Quantos morrerão para deixar a careta, a zombaria vertical,
a característica boba de quem ri da morte do outro?3

Estamos aquí, aquí, donde tantos martirios
desde entonces y ahora. Está escrito en las piedras,
en los maderos de los crucificados, en ulceraciones de las pieles
de los azotados por días, por semanas, por meses, por años.

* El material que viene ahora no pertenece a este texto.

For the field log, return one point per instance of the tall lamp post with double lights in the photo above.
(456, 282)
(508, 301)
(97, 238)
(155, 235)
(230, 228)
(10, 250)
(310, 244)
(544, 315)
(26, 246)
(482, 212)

Hambre. Hambre. En la cabeza, en el estómago,
hambre de pan, de agua bendita, de leche pura de mañana
y de arroces y dulces momentos y también de palabras
a la hora del sueño o del amor deseado.
Estamos aquí de tantos martirios y nos llegó entre barros
esta coronación del Cristo que a cada cual ofrece su genocidio,
su cápsula de exterminio en el maridaje oscuro de la la sangre y la flema,
en la azarosa madrugada cuando abisman las noches más oscuras,
mientras el siempre verdugo de la sonrisa cruel
se divierte con su serpiente de cálidas pupilas rojas
y nos hace cavar la fosa cada vez más profunda, más profunda.

Al fondo de todo, donde la noche hurga las barbas de la tierra,
se abraza el hombre al hombre, el hermano al hermano,
y siente el mismo hambre y el mismo dolor aquí y allá,
donde la pira encendida de los muertos ilumina iridiscente
la larga noche de la prehistoria humana. Celebremos.
El hombre es el hombre y amanece de nuevo.
Démosle la bienvenida al viejo topo que sabe cavar la tierra,
démosle la bienvenida al viejo topo, al digno zapador de la historia,
es el futuro que se nos ofrece a manos llenas y nos invita.
¡Es todo lo que tenemos que hacer! ¡Bienvenido viejo topo!
¡Cava! ¡Cava! Esta será nuestra profética trinchera.